The Put system has also been linked to the ability of various pathogens to colonize and infect hosts. In S. meliloti, a ΔputA strain has a weakened ability to form root colonies [35] and, moreover, strains complemented with additional copies of putA are more competitive at establishing a symbiotic relationship with alfalfa [36, 37]. The Put system has also been linked to infectivity in both Helicobacter hepaticas and Helicobacter pylori [28, 29, 38], and the Put system plays a role in regulating the cell cycle within Ehrlichia chaffeensis [39]. Our data demonstrate that PutA and PutR are also required for B. abortus to infect animals (Fig. 1), and thus, it is possible that proline is available to the brucellae during host colonization; however, further work is needed to empirically determine whether proline is an essential host-supplied amino acid for Brucella spp.

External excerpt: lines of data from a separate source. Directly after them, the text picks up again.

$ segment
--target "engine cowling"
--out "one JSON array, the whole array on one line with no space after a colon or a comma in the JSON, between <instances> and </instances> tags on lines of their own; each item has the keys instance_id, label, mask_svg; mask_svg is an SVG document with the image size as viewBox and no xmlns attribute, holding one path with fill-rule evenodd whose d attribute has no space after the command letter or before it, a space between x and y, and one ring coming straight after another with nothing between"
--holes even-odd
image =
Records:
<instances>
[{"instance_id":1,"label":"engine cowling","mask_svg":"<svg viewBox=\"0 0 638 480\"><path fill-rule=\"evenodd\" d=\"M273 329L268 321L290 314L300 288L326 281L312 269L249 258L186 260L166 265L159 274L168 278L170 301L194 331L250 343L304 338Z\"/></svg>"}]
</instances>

There are two likely reasons for the Put system to contribute to virulence: it may provide an efficient respiratory pathway and/or it may aid in inducing anti-oxidative pathways. PutA acts in a two-step process to generate glutamate from proline [12, 31, 32]. In the first step, proline is oxidized to Δ1-pyrroline-5-carboxylate, which is then non-enzymatically hydrolysed to glutamate-γ-semialdehyde. This step leads to the reduction of FAD and the regeneration of ubiquinone in the TCA cycle. In the second step, glutamate-γ-semialdehyde is oxidized to glutamate, generating NADH. From glutamate, α-ketoglutarate can be generated by Brucella to enter into the TCA cycle [40]. Thus, this mechanism represents a potentially efficient system for generating cellular energy products and for using proline as a respiratory metabolite, and given that PutA is an active proline dehydrogenase in Brucella (Fig. 5), this mechanism is highly plausible.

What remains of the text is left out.